Before I could even wave hello, my son was out of the pool, standing in his wet swim trunks yelling for me to take them off. In front of everyone. All of the other children in his class were still happily swimming in the pool. He was the only one who had clearly decided he was finished.
I rushed over to him to avoid the tantrum I knew was brewing, but I couldn't find his bag of clothes. My daughter started crying for me to put her down, presumably so she could try out a cannonball despite the fact she cannot swim. The sweat beaded on my forehead. My son was getting more frustrated trying to pull his own swimsuit down at this point, and soon enough it was very possible that he would be completely naked in a large public space. I was also somewhat aware that his teacher was trying to tell me something. I still have no idea what she was saying. My nose was running and I had no tissues or free hands to wipe it anyway. Uncomfortable does not begin to describe my state, and the fun was just beginning.
The other preschool moms-- without toddlers in tow-- were sitting comfortably in chairs by the pool, enjoying their break and watching their kids splash and swim. Probably looking at me with a mixture of pity and relief that they weren't me.
This is awesome, I thought, feeling the many pairs of eyes focused on my children and me.
Against all odds, I eventually shuffled my angry toddler and 3 year-old son into the locker room and proceeded to force my daughter in the travel stroller so that I could focus on getting my son dressed. He was now naked. I rummaged for his clothes and then glanced over to find that my daughter had miraculously freed herself from the stroller and was aimlessly wandering the locker room and touching every germ-ridden surface she could reach. I strapped her back into the stroller, despite her loud protests and surprisingly strong arms.
The locker room was filling up with other families now, possessing what seemed like perfectly calm, well-behaved children.
I turned back to my son. I couldn't find his socks. Let's just put the shoes on and get out of here, I mumbled, grabbing his shoes. "I NEED socks!" he yelled, apparently deciding for the first time in his entire life that he wanted to wear socks. Knowing I couldn't win this one, I fished through my bag and found a pair, and got him dressed as quickly as I could. But then he found his other t-shirt in his school bag. He insisted on layering his shirts. They had to be layered. He also wondered [over and over] what was causing the loud noise he heard in the locker room. My daughter started to share her hungry cry with the crowd. All I wanted was to get us home.

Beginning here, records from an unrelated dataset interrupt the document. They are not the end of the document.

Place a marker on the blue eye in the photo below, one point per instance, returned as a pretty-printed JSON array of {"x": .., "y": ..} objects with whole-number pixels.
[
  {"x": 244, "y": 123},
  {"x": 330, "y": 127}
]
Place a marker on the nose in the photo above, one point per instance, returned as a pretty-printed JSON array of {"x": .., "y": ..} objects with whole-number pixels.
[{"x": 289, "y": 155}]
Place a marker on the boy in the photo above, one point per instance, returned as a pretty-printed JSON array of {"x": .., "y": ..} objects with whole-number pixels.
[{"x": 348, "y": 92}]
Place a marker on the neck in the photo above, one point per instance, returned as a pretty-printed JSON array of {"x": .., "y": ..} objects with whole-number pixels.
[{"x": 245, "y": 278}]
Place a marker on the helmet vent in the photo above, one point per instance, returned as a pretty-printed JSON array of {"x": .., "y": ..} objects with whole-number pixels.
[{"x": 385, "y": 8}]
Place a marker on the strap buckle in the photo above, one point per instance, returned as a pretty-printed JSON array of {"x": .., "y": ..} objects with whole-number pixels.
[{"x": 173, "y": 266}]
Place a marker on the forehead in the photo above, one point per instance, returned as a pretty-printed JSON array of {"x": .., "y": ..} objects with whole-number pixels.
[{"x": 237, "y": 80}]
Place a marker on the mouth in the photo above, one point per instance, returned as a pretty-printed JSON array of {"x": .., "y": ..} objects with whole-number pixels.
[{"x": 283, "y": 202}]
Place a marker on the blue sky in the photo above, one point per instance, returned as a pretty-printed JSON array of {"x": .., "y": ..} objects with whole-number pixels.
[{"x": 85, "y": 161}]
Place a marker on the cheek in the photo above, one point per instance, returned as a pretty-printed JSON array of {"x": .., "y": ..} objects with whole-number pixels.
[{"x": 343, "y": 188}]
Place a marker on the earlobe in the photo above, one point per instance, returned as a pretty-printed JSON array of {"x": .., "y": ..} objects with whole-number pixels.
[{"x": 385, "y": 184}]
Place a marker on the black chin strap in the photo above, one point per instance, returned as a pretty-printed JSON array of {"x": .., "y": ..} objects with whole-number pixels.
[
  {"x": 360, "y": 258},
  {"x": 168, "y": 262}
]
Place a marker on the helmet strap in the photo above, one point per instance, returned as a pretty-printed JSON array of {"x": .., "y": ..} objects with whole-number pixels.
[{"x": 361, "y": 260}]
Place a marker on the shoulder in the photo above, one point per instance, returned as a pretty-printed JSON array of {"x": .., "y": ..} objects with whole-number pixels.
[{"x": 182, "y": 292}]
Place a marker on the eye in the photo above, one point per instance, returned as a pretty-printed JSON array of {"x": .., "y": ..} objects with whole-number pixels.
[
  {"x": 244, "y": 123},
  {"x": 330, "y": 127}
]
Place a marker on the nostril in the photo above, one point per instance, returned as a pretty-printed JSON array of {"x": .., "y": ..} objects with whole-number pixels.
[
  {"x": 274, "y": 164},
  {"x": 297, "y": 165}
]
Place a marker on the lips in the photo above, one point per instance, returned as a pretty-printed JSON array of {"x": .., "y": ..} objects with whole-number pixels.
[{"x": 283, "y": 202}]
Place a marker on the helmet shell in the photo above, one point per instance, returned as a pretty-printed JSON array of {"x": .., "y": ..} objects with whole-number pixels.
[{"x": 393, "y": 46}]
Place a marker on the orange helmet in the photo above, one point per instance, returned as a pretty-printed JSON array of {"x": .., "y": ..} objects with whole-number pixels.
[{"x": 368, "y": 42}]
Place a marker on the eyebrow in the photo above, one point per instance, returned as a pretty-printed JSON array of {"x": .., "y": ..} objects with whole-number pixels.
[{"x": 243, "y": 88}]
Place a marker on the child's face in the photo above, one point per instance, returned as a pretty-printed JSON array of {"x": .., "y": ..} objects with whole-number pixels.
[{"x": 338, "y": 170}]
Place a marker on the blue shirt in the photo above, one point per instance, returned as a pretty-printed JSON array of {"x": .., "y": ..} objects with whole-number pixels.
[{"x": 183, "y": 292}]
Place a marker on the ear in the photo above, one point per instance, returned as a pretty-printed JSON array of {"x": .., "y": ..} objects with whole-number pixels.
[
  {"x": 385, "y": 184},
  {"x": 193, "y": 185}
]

But remember, it was pouring rain. So I wasn't done yet. I had lost my umbrella at some point during all the excitment. My hungry, tired children and I wandered the large, busy building and by the grace of God eventually found it. I could have cared less if I got sopping wet at this point (I already resembled a drowned rat), but there is nothing my son hates more than having water on his clothes. Seriously. There is no way he would have left the building without rain protection, and I wasn't strong enough to carry two kicking and screaming children to the car.
Armed with my umbrealla, we made it to the door of the building, and I tried to balance the umbrella over the kids and myself as we waddled to our faraway parking spot in the windy, gray November weather. The kids stayed somewhat dry. I was soaking wet. Tired. Shivering. Embarrassed. And still sick.
That's it, I thought, as I realized I had dropped my car key in the middle of the parking lot, I'm not cut out for this!
It was one of those mornings where I wanted to wave that white flag of surrender, and though a few episodes of Dora later we all started to recover, I'm not sure I will ever forget it.